Recupero di uno sciame dal vano di una finestra

immagine di un favo costruito all'interno di una finestra
Durante il periodo primaverile sono moltissime le richieste di recupero di uno sciame vagante, da parte di cittadini allarmati alla vista di questo nugolo di insetti da cui si sentono assediati. In vista della stagione estiva, tipicamente alla riapertura delle case vacanze, la situazione cambia completamente. Gli sciami che hanno trovato rifugio nelle case non abitate ricche di nicchie appetibili quali, vani di finestre o cassonnetti di serrande avvolgibili, installandosi in modo, per loro, definitivo, vi hanno costruito il nido riempiendo, spesso quasi completamente, lo spazio a disposizione. Il recupero di un alveare da una tale collocazione non sempre è agevole, come nel caso illustrato, però è in generale possibile con un pò di lavoro per l’apicoltore e tanta pazienza per il proprietario della casa.
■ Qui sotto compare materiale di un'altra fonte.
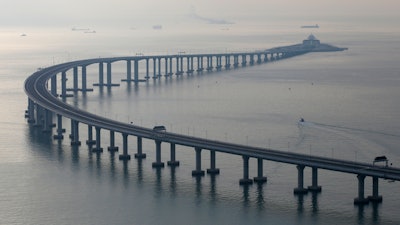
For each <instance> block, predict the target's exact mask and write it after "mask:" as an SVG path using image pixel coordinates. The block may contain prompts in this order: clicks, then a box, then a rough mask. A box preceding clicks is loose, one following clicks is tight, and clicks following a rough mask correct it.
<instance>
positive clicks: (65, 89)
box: [61, 68, 75, 99]
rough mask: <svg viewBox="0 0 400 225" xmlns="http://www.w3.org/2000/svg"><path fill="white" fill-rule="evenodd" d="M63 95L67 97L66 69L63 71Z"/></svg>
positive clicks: (61, 81) (66, 76)
mask: <svg viewBox="0 0 400 225" xmlns="http://www.w3.org/2000/svg"><path fill="white" fill-rule="evenodd" d="M74 69H75V68H74ZM61 97H62V98H63V99H65V97H67V73H66V72H65V71H64V72H62V73H61Z"/></svg>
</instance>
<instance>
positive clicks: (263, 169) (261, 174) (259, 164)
mask: <svg viewBox="0 0 400 225" xmlns="http://www.w3.org/2000/svg"><path fill="white" fill-rule="evenodd" d="M263 170H264V168H263V159H261V158H258V159H257V177H254V178H253V179H254V182H257V183H259V184H262V183H265V182H267V177H264V176H263Z"/></svg>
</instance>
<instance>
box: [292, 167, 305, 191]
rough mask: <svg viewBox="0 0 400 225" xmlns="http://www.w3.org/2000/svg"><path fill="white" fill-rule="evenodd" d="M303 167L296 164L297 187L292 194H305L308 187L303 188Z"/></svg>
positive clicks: (295, 188) (303, 179)
mask: <svg viewBox="0 0 400 225" xmlns="http://www.w3.org/2000/svg"><path fill="white" fill-rule="evenodd" d="M304 168H305V166H303V165H297V188H295V189H294V191H293V193H294V194H307V192H308V189H307V188H304Z"/></svg>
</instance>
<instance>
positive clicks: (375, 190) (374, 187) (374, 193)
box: [368, 177, 382, 202]
mask: <svg viewBox="0 0 400 225" xmlns="http://www.w3.org/2000/svg"><path fill="white" fill-rule="evenodd" d="M368 199H369V200H370V201H371V202H382V196H381V195H379V178H378V177H372V196H368Z"/></svg>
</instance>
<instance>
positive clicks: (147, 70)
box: [135, 58, 150, 82]
mask: <svg viewBox="0 0 400 225" xmlns="http://www.w3.org/2000/svg"><path fill="white" fill-rule="evenodd" d="M149 61H150V59H149V58H146V76H145V77H144V78H145V79H146V80H148V79H150V70H149V67H150V66H149V65H150V62H149ZM138 66H139V62H138V60H135V81H136V82H138V81H139V69H138V70H137V71H138V75H137V76H136V68H137V67H138Z"/></svg>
Come in tutte le cose natrali, rispettando le regole, in questo caso le abitudini delle api, si riesce nell’intento liberando il luogo e recuperando le api. Operando durante le ore centrali del giorno, orario in cui le bottinatrici sono al lavoro, si riesce ad operare anche senza l’uso del fumo o con un uso molto limitato.

Non occorrono strumeni particolari, le solite attrezzature dell’apicoltore sono sufficienti per eseguire l’operazione.
Materiale occorrente:
* un portasciami
* alcuni telai nuovi che serviranno per alloggiare i favi recuperati
* un ugual numero di stecche di legno necessarie per limitare in altezza lo spazio dei telai
* una spillatrice per fisare provvisoriamente le steccche di legno
* un rotolo di spago, possibilmente ruvido, per legare i pezzi di favo recuperati
* uno o più coltelli molto affilati
* un secchio con acqua per lavare le mani e gli attrezzi che il miele rende scivolosi
* un contenitore, coperto da un panno umido, per conservare i pezzi di favo con miele recuperati
* un tavolino di appoggio per esegure le operazioni.